Per quel che riguarda il ricatto mafioso Giorgio napolitano ha affermato: "La valutazione comune alle autorità istituzionali in generale e di governo in particolare, fu che si trattava di nuovi sussulti di una strategia stragista dell’ala più aggressiva della mafia, si parlava allora in modo particolare dei corleonesi, e in realtà quegli attentati, che poi colpirono edifici di particolare valore religioso, artistico e così via, si susseguirono secondo una logica che apparve unica e incalzante, per mettere i pubblici poteri di fronte a degli aut-aut, perché questi aut-aut potessero avere per sbocco una richiesta di alleggerimento delle misure soprattutto di custodia in carcere dei mafiosi o potessero avere per sbocco la destabilizzazione politico-istituzionale del paese e naturalmente era ed è materia opinabile". Nel documento si legge che il pubblico ministero Nino Di Matteo ha chiesto al Presidente della Repubblica, ai tempi presidente della Camera, di specificare quanto detto. E la risposta di Napolitano è chiara: "Ricatto o addirittura pressione a scopo destabilizzante di tutto il sistema". "Probabilmente - ha poi aggiunto - presumendo che ci fossero reazioni di sbandamento delle Autorità dello Stato, delle forze dello Stato".

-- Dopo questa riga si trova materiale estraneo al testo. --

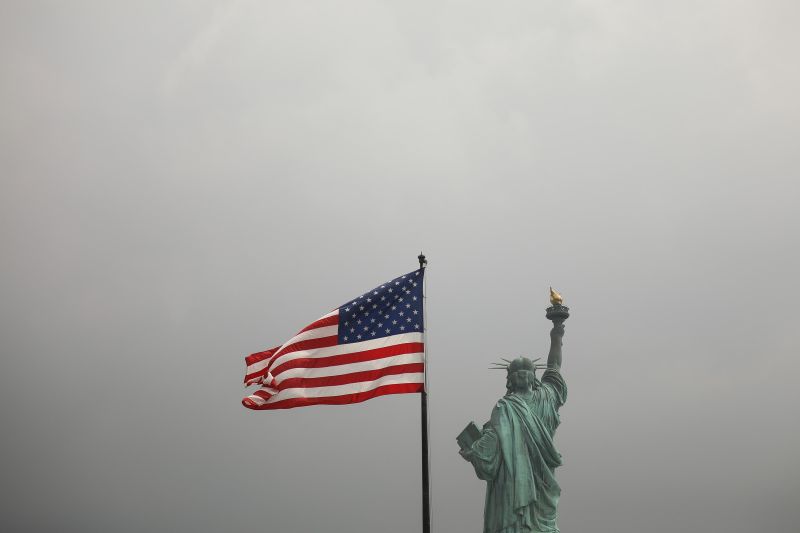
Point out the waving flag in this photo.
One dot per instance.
(371, 346)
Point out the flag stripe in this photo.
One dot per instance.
(342, 349)
(308, 344)
(356, 366)
(402, 388)
(350, 388)
(348, 358)
(327, 364)
(331, 319)
(260, 356)
(351, 377)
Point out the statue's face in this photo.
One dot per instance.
(520, 381)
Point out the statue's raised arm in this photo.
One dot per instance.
(556, 340)
(558, 313)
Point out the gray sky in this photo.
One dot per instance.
(185, 183)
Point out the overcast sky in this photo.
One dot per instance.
(185, 183)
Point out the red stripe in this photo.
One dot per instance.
(260, 356)
(345, 359)
(401, 388)
(254, 375)
(262, 394)
(321, 323)
(353, 377)
(309, 344)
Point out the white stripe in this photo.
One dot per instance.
(348, 348)
(404, 359)
(350, 388)
(255, 367)
(325, 331)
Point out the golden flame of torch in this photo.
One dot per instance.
(555, 297)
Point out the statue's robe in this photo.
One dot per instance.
(517, 458)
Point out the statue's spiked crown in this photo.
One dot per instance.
(520, 363)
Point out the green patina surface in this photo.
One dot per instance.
(515, 453)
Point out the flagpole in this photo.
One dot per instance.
(426, 482)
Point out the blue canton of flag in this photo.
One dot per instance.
(391, 309)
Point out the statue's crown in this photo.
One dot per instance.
(520, 363)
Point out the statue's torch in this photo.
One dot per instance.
(557, 312)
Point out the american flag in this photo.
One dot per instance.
(371, 346)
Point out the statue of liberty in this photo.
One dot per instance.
(514, 453)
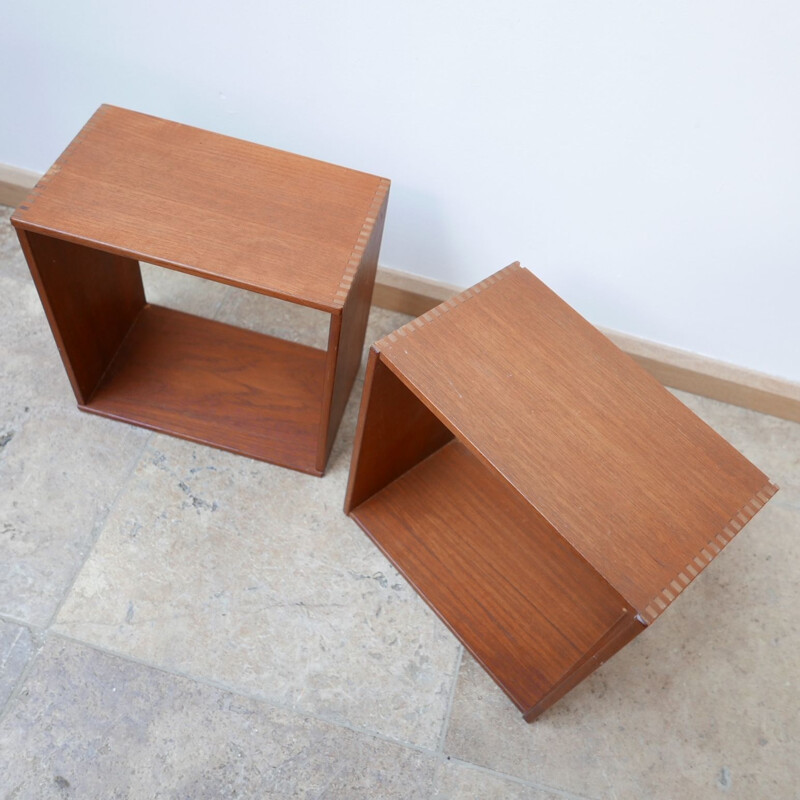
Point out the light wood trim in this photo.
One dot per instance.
(415, 295)
(15, 183)
(410, 294)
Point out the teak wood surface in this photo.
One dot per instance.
(545, 495)
(133, 187)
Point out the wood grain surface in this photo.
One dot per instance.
(91, 299)
(546, 496)
(216, 384)
(133, 187)
(630, 477)
(523, 602)
(206, 204)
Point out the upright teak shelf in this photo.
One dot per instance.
(132, 188)
(546, 496)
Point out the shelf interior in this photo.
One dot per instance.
(526, 605)
(216, 384)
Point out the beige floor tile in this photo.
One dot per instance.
(460, 781)
(704, 702)
(231, 570)
(91, 725)
(59, 475)
(16, 649)
(771, 443)
(32, 374)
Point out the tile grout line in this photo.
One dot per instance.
(238, 692)
(440, 756)
(37, 637)
(450, 700)
(100, 527)
(565, 793)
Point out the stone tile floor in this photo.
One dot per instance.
(179, 622)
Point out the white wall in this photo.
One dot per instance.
(641, 157)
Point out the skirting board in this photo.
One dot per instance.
(15, 183)
(414, 295)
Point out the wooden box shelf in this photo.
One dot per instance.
(545, 495)
(132, 188)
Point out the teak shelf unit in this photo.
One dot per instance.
(544, 494)
(132, 187)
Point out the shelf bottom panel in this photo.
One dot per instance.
(525, 604)
(212, 383)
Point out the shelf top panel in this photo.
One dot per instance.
(628, 475)
(209, 205)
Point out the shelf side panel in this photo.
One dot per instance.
(219, 385)
(631, 478)
(520, 599)
(347, 333)
(395, 432)
(91, 299)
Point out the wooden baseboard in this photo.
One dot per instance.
(410, 294)
(15, 183)
(414, 295)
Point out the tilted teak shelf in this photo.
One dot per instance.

La strage di via d'Amelio, per il Presidente "rappresentò un colpo di acceleratore decisivo" per convertire il prima possibile in legge il decreto sul carcere duro ai mafiosi, anche se "su provvedimenti o su decisioni di qualsiasi organo parlamentare non sono mai intervenuto interferendo nella maturazione delle posizioni di quell'organismo parlamentare".
Per quel che riguarda il rapporto con l'allora Presidente della Repubblica Oscar Luigi Scalfaro e sui dibattiti che si sono venuti a creare in quello che poteva essere definito "colpo di Stato", Napolitano ha affermato che con Scalfaro "avevamo un rapporto abbastanza intenso, un po' sempre in coppia, e il collega Spadolini, in alcuni momenti difficili o significativi fummo anche invitati dal Presidente Scalfaro a dare notizia di una riunione di questa sorta di triade istituzionale, e quindi di sicuro si parlò anche di questo, ma il tenore di quella conversazione, o meglio i contenuti specifici di quella conversazione del 93 non li potrei ricordare". Quindi, ha chiesto poi Di Matteo, si susseguì una sorta di "fibrillazione istituzionale molto rilevante?". Napolitano ha risposto che "quando il Presidente del Consiglio, il Capo del Governo dice abbiamo rischiato un Colpo di Stato, se non c'è allora fibrillazione vuol dire che il corpo non risponde a nessuno stimolo".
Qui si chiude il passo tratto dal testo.